Use standard relational database indexing principles to determine your indexing strategy.
Consider the following rules and guidelines for data indexing:
Index table columns that you frequently use in queries. The Data Vault uses the indexes to increase the performance of query WHERE clauses. The optimizer does not consider indexes for multiple table joins.
Consider the partition key of the data files that you want to query. Indexes work best on columns that you did not use as the original partition key.
Consider the query operation. By default, the system uses a range index when you run queries. Index columns if the queries use operations other than range operations. For example, exact comparison operations such as equal to, not equal to, in, or not in. The indexes that you create supplement the default range index.

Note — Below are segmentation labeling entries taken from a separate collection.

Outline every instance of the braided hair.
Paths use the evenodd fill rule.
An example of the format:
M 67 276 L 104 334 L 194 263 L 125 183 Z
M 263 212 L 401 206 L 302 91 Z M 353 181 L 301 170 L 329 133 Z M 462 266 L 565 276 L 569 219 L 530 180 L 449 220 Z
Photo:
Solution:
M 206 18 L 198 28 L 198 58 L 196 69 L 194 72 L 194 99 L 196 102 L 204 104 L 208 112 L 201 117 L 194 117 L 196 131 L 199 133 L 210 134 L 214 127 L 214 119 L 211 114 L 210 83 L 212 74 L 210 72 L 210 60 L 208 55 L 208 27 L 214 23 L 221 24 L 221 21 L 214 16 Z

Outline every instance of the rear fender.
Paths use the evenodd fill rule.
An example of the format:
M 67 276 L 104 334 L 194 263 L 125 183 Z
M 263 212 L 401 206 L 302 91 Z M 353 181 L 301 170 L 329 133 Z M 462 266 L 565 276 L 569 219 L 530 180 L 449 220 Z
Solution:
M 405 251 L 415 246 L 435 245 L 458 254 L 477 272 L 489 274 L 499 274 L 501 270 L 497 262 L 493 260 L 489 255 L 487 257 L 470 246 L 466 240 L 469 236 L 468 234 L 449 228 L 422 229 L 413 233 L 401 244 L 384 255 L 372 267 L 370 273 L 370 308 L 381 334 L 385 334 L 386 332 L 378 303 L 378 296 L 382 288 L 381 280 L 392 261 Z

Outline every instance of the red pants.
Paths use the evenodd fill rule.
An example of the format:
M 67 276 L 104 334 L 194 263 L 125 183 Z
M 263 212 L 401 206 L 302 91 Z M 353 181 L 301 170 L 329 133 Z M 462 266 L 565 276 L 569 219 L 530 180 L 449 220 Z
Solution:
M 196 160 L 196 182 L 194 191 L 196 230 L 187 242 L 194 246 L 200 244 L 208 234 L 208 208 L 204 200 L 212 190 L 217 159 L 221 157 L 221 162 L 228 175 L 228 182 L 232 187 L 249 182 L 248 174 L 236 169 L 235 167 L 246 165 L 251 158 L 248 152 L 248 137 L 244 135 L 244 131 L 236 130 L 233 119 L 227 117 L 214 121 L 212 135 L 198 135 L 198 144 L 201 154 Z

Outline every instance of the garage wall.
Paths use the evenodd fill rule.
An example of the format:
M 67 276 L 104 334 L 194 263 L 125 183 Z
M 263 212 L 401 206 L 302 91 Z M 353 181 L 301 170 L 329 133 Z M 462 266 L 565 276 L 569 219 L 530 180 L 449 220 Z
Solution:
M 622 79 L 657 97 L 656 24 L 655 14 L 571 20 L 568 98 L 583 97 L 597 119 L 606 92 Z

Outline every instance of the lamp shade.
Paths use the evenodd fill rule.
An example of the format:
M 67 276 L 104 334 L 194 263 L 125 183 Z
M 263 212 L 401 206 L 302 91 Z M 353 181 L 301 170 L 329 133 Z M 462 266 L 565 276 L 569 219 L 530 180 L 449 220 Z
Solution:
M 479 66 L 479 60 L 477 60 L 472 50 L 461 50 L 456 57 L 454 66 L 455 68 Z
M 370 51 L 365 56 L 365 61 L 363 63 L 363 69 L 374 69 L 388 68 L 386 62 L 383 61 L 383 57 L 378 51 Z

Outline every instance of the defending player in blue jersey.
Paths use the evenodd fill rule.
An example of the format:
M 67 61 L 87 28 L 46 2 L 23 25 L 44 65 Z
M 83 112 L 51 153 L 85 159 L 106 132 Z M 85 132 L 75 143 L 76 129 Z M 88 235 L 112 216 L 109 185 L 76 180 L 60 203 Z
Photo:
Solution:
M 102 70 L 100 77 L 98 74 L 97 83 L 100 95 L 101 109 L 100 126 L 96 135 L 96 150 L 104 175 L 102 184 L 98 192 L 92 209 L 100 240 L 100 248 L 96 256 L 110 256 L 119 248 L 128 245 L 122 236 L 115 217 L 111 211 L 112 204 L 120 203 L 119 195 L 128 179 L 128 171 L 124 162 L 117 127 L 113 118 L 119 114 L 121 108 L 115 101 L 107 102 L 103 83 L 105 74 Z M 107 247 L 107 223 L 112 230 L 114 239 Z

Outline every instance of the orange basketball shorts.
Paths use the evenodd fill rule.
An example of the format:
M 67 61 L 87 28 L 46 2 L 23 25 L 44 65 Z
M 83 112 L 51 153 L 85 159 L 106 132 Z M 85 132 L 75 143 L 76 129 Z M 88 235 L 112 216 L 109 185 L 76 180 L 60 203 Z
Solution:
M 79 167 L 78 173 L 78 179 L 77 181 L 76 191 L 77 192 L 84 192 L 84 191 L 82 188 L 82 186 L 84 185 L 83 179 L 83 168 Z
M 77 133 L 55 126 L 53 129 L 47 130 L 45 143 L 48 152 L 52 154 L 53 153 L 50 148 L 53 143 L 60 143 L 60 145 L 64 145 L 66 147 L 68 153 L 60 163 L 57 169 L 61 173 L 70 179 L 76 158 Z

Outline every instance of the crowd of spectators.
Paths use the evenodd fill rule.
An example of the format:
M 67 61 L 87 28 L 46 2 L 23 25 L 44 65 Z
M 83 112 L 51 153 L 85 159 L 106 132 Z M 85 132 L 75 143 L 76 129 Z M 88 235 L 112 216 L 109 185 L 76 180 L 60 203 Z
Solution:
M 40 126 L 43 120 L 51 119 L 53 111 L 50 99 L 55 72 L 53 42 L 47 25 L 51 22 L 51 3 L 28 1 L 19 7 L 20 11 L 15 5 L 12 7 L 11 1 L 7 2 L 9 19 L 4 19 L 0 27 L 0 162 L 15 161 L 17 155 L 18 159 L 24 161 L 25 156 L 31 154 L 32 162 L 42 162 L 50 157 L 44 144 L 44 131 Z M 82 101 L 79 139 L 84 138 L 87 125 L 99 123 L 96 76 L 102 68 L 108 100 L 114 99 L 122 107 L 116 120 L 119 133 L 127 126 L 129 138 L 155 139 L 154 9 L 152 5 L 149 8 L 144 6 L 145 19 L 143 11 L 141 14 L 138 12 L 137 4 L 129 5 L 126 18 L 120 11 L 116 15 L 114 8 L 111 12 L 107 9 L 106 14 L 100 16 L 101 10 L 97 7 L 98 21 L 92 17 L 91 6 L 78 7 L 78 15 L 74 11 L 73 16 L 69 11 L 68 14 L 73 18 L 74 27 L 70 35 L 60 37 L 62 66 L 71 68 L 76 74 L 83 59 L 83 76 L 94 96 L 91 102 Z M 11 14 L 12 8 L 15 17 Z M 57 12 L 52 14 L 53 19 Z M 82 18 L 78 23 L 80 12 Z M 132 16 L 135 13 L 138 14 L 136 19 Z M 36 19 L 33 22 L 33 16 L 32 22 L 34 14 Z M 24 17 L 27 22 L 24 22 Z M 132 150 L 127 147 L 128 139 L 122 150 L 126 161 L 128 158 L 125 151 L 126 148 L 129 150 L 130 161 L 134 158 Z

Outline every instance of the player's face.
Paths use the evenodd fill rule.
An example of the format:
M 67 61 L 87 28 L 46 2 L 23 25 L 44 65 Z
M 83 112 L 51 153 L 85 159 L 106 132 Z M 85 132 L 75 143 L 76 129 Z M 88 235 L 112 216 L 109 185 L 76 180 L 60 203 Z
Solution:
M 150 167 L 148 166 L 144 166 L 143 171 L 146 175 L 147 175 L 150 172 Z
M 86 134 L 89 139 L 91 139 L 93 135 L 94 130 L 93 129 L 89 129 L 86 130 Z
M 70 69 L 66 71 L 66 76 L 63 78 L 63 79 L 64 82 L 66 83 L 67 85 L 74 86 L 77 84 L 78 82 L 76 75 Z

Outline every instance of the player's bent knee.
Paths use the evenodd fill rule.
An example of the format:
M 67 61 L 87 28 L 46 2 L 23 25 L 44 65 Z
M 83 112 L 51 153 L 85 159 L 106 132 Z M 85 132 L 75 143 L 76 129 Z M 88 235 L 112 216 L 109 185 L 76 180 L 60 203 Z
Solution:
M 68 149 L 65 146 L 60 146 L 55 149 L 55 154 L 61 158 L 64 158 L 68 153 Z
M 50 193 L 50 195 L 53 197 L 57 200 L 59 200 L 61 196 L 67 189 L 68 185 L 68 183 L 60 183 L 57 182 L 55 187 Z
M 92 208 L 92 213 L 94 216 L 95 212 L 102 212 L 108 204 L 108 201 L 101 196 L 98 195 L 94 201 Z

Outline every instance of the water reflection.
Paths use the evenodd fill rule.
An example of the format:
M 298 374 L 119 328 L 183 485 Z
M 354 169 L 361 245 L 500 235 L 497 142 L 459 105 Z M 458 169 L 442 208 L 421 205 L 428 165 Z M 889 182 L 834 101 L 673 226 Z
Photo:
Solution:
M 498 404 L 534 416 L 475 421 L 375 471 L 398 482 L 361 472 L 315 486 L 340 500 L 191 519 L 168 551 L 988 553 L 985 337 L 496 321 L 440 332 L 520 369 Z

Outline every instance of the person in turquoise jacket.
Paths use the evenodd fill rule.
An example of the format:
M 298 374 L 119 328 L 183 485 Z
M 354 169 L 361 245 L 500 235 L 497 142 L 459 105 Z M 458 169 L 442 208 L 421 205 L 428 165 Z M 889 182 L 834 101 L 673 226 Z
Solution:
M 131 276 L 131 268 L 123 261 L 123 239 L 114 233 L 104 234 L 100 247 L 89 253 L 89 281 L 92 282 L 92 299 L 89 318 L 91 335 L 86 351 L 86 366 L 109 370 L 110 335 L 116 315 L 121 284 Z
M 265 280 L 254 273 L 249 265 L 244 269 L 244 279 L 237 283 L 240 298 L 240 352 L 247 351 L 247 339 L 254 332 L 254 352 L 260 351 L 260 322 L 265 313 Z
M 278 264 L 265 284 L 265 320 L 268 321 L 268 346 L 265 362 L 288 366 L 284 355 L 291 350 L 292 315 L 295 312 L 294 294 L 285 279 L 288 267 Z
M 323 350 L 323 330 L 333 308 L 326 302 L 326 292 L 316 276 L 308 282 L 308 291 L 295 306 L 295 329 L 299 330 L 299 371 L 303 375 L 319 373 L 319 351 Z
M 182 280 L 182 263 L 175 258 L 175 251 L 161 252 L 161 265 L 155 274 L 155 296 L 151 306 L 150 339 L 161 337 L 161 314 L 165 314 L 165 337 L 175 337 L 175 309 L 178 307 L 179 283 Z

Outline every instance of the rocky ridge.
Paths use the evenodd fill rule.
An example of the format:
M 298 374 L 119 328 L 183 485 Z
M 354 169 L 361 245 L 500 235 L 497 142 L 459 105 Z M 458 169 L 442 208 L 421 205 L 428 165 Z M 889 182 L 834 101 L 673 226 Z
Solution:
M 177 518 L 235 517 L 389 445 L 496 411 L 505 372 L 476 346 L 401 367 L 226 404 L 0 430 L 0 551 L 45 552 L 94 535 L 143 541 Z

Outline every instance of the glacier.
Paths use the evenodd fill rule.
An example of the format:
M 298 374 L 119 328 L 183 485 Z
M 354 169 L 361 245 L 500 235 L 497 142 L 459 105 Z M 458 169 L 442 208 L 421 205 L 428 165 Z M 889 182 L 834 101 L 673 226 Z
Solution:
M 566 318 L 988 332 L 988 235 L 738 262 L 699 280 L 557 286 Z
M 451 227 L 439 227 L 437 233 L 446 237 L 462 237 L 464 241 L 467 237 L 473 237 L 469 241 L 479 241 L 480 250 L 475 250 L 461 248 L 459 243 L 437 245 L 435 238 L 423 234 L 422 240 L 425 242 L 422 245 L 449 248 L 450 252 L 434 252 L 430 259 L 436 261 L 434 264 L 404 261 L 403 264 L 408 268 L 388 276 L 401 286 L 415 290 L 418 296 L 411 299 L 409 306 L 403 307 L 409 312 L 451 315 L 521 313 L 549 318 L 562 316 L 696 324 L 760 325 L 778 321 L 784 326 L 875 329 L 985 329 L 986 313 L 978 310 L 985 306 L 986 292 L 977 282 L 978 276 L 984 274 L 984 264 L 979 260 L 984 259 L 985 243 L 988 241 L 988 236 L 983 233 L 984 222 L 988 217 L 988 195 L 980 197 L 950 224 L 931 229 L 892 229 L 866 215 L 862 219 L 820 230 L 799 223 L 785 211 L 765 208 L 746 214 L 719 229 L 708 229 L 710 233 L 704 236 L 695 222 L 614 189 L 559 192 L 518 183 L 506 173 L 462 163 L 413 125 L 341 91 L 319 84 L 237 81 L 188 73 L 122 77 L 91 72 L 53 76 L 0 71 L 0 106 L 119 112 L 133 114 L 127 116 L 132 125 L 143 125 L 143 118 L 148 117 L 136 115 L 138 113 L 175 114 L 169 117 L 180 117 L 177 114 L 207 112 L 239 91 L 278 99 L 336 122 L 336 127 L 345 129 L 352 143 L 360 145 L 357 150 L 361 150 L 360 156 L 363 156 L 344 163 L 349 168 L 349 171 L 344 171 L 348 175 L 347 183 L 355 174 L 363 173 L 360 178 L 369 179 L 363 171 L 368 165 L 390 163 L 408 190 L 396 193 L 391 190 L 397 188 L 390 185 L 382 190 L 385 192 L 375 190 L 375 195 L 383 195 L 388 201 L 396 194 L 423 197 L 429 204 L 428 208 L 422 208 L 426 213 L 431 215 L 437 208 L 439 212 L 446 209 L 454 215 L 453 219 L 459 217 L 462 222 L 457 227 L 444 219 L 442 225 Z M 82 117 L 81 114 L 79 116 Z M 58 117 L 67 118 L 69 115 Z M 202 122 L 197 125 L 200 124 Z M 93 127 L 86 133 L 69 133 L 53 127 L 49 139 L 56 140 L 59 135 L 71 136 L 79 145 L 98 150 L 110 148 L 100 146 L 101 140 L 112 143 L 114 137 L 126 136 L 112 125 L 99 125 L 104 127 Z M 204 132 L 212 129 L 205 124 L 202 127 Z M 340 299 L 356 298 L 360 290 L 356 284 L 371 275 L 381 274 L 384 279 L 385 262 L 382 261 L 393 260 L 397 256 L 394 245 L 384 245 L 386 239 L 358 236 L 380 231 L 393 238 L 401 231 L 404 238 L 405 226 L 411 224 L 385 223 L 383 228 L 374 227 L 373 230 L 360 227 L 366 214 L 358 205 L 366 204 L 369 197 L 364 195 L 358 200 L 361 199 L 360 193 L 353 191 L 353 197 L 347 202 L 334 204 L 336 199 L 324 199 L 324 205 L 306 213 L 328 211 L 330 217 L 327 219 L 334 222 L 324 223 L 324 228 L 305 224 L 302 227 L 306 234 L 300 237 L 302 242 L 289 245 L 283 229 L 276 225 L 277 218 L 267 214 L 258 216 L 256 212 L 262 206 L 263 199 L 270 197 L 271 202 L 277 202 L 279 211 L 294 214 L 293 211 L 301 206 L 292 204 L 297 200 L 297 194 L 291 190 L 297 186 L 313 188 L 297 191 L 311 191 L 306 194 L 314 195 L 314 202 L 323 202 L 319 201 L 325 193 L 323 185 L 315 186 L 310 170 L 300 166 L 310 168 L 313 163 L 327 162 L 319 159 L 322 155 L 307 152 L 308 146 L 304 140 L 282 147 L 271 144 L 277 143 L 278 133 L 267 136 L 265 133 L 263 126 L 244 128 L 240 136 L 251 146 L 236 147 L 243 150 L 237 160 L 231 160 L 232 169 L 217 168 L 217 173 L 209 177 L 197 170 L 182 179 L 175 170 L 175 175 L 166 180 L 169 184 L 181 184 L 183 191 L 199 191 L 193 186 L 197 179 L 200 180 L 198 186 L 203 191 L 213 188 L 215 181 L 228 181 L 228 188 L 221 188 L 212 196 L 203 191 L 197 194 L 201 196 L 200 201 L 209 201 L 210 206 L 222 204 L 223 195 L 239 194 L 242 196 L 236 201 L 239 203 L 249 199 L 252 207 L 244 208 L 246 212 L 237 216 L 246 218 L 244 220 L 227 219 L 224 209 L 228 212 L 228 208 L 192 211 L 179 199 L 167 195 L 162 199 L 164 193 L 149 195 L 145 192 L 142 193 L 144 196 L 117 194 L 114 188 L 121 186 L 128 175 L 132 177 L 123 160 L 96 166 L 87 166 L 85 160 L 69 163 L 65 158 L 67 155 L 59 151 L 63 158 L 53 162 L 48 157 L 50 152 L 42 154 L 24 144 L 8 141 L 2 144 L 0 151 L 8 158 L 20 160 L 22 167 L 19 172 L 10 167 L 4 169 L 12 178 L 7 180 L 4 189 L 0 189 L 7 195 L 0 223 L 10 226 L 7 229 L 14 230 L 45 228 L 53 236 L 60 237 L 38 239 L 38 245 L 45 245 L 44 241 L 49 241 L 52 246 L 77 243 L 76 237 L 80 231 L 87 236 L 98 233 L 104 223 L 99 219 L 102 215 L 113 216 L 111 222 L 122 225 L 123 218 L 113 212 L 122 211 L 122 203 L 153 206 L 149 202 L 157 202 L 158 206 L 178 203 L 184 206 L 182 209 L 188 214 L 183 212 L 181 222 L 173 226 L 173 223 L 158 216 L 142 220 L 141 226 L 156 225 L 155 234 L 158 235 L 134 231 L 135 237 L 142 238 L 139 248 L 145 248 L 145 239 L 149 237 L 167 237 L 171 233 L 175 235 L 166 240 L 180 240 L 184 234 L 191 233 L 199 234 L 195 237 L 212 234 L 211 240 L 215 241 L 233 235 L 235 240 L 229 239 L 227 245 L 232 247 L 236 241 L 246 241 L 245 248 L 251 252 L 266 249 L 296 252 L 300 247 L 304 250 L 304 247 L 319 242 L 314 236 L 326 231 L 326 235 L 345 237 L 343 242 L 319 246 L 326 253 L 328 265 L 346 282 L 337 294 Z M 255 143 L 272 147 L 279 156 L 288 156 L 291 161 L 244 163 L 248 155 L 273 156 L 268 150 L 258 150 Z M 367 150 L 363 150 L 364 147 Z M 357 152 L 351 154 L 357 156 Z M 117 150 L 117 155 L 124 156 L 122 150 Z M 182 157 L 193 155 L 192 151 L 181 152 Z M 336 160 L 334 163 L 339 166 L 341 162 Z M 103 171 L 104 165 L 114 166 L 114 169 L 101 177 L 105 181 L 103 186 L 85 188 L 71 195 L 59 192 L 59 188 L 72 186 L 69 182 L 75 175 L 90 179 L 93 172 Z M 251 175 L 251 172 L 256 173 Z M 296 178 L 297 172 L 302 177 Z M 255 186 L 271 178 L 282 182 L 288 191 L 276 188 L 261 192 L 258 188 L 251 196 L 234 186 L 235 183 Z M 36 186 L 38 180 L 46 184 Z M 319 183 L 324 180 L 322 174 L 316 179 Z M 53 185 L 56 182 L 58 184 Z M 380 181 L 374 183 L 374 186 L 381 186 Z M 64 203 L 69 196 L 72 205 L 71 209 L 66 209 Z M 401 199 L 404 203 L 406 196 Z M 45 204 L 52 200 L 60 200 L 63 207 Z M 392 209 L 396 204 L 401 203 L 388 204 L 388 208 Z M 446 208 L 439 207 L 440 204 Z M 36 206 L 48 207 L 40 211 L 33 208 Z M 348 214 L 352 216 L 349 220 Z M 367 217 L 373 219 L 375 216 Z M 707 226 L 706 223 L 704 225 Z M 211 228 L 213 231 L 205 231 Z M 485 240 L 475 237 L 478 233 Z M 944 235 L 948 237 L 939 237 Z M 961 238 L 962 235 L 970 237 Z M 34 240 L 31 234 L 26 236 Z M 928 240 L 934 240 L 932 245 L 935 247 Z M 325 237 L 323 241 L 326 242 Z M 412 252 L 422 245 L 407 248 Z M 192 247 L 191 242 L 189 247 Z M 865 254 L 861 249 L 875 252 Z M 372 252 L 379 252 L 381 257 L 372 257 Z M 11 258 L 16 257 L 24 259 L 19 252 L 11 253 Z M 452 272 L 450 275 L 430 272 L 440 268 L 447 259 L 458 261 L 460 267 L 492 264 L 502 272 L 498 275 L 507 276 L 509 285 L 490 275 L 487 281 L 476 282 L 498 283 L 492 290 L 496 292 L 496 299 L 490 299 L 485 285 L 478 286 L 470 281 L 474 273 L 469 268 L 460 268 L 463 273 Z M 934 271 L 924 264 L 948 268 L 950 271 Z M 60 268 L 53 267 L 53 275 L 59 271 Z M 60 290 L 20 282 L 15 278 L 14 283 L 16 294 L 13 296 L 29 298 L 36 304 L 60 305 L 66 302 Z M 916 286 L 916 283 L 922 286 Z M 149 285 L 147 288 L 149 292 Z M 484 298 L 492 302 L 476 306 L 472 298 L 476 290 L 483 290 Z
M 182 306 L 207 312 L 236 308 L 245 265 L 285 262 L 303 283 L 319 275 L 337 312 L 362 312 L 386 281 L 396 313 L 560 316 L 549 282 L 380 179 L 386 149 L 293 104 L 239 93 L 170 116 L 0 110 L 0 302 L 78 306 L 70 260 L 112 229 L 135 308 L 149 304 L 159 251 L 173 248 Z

Consider the cardinality of the table column against the total number of rows in the table. Index table columns that have a large amount of unique values such as transaction IDs, customer IDs, and phone numbers. Indexes on table columns with low cardinality, such as gender, age, and country, do not significantly increase the query performance.
Consider the expected size of the query result set. Index columns if you expect a small result set. If the query result set selects a large amount of rows in a table, then the indexes do not significantly increase the query performance.
Consider query performance versus database space requirements. When you create an index, the query performance might be drastically reduced. However, the overall database size increases. It might take while to create the index. The time it takes to create an index decreases with the number of Data Vault agents that you run. Balance the needs of query performance with the database space requirements and the time it takes to create the index.